Medium-wave signals develop a vertical magnetic component that strengthens with depth inside an underground quarry.

A machine-rendered reading of the paper's core claim, the machinery that carries it, and where it could break.

This paper presents measurements of medium-wave radio broadcasts received deep inside a quarry, where local and distant MW signals remain detectable while FM signals attenuate rapidly near the entrance. Two-axis loop antenna rotations reveal a vertical magnetic field component (Hz) that increases with depth alongside the horizontal component (Hx), producing a reception sensitivity minimum near 40-50 degrees inclination. These patterns cannot be explained by standard Zenneck-Sommerfeld surface-wave models and instead indicate a composite electromagnetic field structure shaped by subsurface boundary conditions. The work supplies experimental evidence for MW field behavior in rock environments and points toward applications in subsurface communication.

Core claim

Field observations inside the Nanatsuo-guchi quarry show that medium-wave signals from a nearby 927 kHz station and a distant 693 kHz station are received at depth with both horizontal and vertical magnetic components.

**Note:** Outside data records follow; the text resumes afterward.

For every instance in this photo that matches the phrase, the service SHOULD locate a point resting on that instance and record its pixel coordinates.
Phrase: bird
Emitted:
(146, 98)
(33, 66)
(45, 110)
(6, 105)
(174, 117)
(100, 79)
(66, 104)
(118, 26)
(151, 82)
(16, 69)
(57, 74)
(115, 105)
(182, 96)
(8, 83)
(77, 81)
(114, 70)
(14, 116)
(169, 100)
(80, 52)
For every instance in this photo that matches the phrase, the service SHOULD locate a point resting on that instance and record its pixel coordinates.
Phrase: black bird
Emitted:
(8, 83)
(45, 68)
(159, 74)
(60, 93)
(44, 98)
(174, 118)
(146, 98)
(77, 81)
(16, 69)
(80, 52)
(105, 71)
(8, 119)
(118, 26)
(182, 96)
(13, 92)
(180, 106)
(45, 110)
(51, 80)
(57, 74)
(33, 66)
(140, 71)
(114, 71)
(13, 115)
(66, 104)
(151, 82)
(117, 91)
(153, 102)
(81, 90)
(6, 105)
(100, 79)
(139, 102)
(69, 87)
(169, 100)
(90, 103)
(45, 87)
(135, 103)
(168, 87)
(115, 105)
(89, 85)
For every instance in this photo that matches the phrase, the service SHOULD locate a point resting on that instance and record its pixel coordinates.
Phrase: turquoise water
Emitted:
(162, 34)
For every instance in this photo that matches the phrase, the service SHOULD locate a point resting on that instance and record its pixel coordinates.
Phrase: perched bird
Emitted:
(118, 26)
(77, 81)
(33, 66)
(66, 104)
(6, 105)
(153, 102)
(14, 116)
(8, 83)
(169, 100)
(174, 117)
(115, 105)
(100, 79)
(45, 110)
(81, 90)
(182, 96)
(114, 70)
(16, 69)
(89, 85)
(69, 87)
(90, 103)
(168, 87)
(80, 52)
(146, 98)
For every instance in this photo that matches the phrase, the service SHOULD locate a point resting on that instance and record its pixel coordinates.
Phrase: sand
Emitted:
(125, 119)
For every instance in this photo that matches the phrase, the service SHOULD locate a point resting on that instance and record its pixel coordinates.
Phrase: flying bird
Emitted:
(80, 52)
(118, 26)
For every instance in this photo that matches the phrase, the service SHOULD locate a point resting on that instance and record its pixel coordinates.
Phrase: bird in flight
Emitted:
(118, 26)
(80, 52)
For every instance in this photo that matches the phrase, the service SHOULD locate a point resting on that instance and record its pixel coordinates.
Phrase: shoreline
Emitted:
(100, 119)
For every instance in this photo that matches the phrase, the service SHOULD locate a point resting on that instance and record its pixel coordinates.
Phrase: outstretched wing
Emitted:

The vertical component grows with depth and produces systematic shifts in apparent arrival direction, while inclination measurements display a clear minimum near 40-50 degrees. These results are not accounted for by conventional surface-wave propagation and point to the formation of a characteristic electromagnetic field structure under subsurface boundary conditions.

What carries the argument

Two-axis rotation of loop antennas that separates and quantifies the horizontal (Hx) and vertical (Hz) magnetic field components, together with inclination sweeps that locate the 40-50 degree sensitivity minimum.

If this is right

  • Subsurface communication links at medium-wave frequencies can remain usable at depths where higher-frequency signals fail.
  • Disaster-resilient networks may use MW broadcasts to reach underground locations without relying on surface-wave assumptions.
  • Propagation models for rock environments must incorporate both horizontal and vertical field components to match observed angular and depth dependence.

Where Pith is reading between the lines

These are editorial extensions of the paper, not claims the author makes directly.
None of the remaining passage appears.